Fintech cooperation agreements with Australia and France were concluded late in 2017 by Canadian securities regulators representing Canada’s eight largest provinces.
These agreements have two broad purposes:
- sharing “lessons learned” from fintech regulation initiatives; and
- creating mutual referral processes that will enable innovative fintech businesses to enter new markets.
The Canadian jurisdictions that have not signed on to the Australian and French agreements are Newfoundland & Labrador, Prince Edward Island and the three northern territories.
The cooperation agreement with the Australian Securities and Investments Commission (ASIC) essentially extends the agreement signed in 2016 between ASIC and the Ontario Securities Commission (OSC) to the following additional regulators:
- Alberta Securities Commission
- British Columbia Securities Commission
- Manitoba Securities Commission
- Financial and Consumer Services Commission (New Brunswick)
- Nova Scotia Securities Commission
- Autorité des Marchés Financiers (Quebec)
- Financial and Consumer Affairs Authority of Saskatchewan
The agreement between the eight jurisdictions and France’s Autorité des Marchés Financiers (AMF France) has the same purposes as the Australian agreement and generally follows the same template.
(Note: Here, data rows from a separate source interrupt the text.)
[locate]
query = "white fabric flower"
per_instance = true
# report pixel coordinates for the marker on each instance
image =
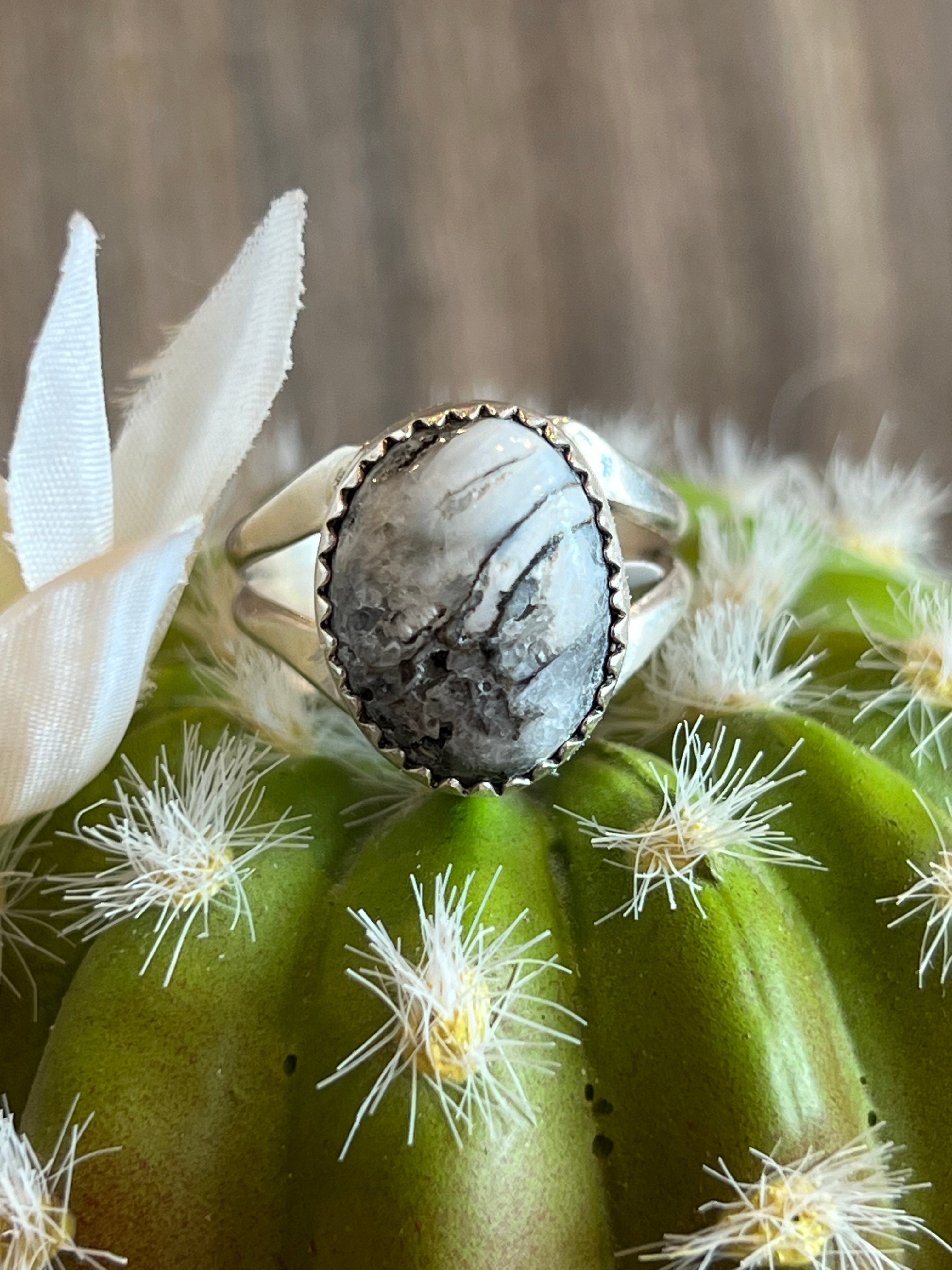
(96, 546)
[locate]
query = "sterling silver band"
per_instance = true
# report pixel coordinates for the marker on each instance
(286, 553)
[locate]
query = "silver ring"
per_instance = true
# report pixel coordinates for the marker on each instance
(473, 586)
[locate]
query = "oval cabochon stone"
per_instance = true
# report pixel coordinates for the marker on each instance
(470, 600)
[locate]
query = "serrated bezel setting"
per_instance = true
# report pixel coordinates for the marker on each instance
(620, 601)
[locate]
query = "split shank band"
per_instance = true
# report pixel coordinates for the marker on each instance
(473, 586)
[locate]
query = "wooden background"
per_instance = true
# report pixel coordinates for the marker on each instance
(591, 205)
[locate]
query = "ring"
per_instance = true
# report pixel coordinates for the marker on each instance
(473, 586)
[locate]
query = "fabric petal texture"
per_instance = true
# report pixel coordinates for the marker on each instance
(73, 656)
(60, 481)
(210, 392)
(11, 581)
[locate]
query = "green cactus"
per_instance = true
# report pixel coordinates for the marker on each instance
(678, 1001)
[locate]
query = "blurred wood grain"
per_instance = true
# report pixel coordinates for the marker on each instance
(733, 206)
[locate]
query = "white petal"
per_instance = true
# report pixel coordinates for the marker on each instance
(11, 581)
(212, 388)
(61, 495)
(73, 656)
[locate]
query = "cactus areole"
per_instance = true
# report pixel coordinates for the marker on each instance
(268, 1004)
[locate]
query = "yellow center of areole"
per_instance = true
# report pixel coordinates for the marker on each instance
(927, 675)
(37, 1248)
(796, 1239)
(451, 1037)
(204, 879)
(880, 553)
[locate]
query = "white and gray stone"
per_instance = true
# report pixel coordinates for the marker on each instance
(470, 600)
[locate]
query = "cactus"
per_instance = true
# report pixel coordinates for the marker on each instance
(268, 1004)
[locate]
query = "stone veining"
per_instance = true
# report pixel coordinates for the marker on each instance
(470, 600)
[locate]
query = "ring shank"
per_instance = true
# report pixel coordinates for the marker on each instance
(276, 548)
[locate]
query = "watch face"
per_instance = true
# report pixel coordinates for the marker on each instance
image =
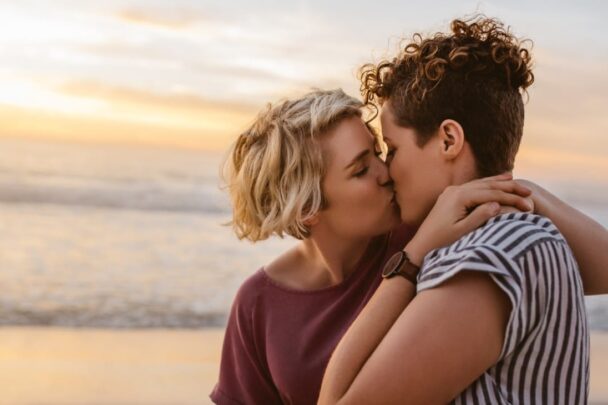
(392, 264)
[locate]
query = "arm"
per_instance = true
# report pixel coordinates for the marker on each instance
(243, 376)
(447, 222)
(445, 339)
(587, 239)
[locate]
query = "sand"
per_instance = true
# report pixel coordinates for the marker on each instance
(52, 366)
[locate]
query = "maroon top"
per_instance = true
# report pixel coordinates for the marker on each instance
(278, 340)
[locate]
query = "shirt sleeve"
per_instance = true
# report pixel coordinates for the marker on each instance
(244, 377)
(516, 281)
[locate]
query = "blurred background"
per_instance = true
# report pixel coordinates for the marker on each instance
(114, 118)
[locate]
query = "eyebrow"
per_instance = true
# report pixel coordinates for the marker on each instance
(360, 156)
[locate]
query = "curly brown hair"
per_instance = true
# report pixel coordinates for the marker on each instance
(476, 75)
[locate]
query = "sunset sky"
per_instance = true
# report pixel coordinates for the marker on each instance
(193, 73)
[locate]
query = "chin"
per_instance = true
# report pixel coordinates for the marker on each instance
(409, 218)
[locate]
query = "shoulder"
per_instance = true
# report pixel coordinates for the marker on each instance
(250, 290)
(508, 235)
(494, 248)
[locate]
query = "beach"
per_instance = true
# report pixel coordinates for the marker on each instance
(60, 366)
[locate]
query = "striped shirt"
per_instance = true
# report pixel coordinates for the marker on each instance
(545, 353)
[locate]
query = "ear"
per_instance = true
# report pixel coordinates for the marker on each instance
(451, 138)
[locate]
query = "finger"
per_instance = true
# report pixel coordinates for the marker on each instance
(499, 177)
(478, 197)
(479, 216)
(510, 186)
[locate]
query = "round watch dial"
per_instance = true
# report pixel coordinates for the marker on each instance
(393, 263)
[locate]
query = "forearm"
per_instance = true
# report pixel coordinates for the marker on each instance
(587, 239)
(363, 336)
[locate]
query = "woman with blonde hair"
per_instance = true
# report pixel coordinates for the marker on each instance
(310, 168)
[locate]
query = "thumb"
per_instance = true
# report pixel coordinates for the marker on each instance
(479, 216)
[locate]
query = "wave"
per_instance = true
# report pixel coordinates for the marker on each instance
(184, 196)
(150, 316)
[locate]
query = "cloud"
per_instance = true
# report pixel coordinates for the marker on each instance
(171, 18)
(114, 94)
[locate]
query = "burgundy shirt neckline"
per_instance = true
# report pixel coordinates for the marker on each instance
(360, 267)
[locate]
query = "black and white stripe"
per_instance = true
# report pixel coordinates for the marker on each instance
(545, 354)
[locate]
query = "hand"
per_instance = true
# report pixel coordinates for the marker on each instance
(462, 209)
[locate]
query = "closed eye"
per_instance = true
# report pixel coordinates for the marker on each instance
(361, 172)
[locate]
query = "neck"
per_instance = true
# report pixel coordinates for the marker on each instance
(331, 258)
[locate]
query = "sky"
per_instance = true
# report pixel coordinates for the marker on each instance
(194, 73)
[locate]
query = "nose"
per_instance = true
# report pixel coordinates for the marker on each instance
(384, 179)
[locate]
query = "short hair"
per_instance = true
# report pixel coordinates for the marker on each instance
(475, 75)
(275, 168)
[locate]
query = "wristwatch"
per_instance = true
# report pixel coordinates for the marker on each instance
(400, 265)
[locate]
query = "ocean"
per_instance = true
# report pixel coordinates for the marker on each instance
(117, 236)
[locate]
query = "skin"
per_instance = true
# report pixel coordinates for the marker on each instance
(375, 362)
(357, 185)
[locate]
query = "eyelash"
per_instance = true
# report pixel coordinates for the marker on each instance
(362, 172)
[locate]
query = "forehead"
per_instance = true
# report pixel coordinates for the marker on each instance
(346, 139)
(386, 120)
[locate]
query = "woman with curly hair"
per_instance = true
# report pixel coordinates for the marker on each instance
(498, 316)
(309, 168)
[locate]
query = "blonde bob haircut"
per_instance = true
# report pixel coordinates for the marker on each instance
(274, 169)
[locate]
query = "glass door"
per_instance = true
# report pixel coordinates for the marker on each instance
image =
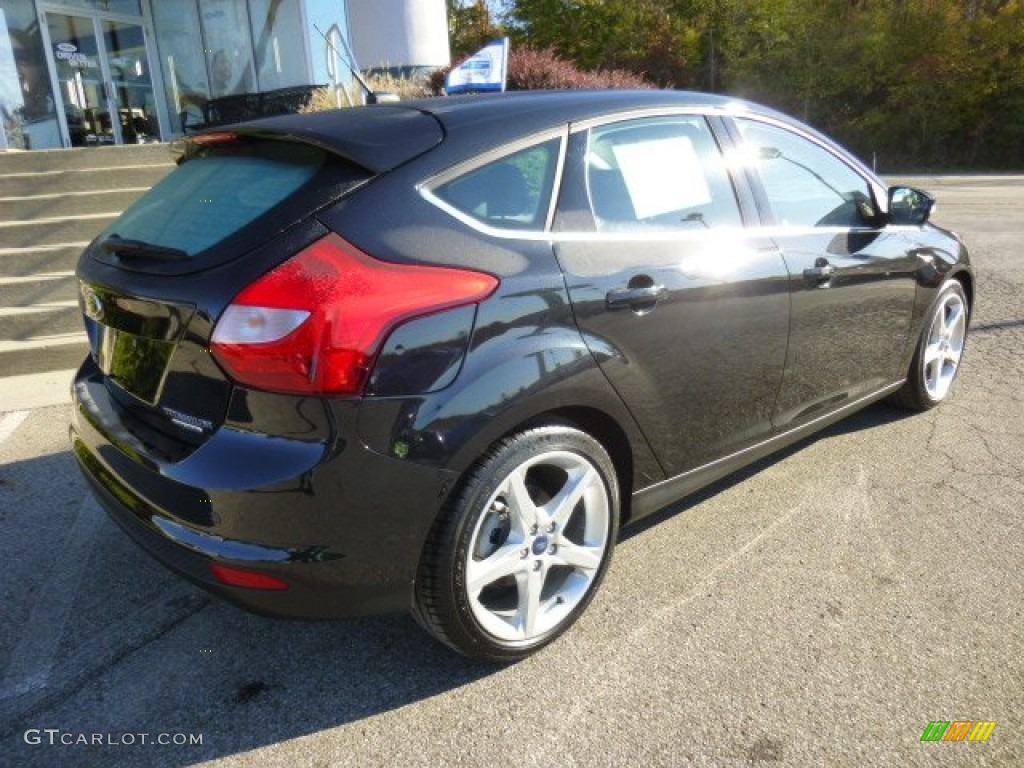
(131, 84)
(102, 80)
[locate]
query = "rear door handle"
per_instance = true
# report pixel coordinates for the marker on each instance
(636, 299)
(822, 271)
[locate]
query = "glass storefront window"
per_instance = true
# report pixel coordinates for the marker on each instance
(228, 47)
(125, 7)
(27, 107)
(280, 55)
(327, 33)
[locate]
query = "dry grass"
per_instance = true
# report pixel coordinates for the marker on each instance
(326, 98)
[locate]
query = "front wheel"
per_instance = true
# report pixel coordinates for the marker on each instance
(940, 348)
(520, 551)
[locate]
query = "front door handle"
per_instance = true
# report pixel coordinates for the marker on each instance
(822, 271)
(637, 299)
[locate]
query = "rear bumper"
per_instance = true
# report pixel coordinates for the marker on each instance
(341, 524)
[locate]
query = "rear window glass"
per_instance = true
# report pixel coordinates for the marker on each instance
(512, 193)
(219, 193)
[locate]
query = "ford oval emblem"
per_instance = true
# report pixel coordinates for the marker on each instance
(93, 304)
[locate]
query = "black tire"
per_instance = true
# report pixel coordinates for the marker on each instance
(539, 570)
(939, 353)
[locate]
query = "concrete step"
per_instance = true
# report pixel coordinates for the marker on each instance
(22, 262)
(55, 352)
(38, 289)
(71, 204)
(50, 231)
(23, 324)
(78, 159)
(93, 179)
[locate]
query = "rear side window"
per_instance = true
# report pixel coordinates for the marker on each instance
(227, 187)
(662, 173)
(513, 193)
One minor difference is that the agreement with France is to be reviewed within two years while the agreement with Australia will be reviewed only as required.
- The agreements with Australia and France follow a similar agreement among the same Canadian regulators with the Financial Services Regulatory Authority of Abu Dhabi, which we discussed here. The OSC also announced an agreement with the U.K. Financial Conduct Authority in March of 2017.
- The agreements do not pertain to the sharing of information among the Canadian commissions.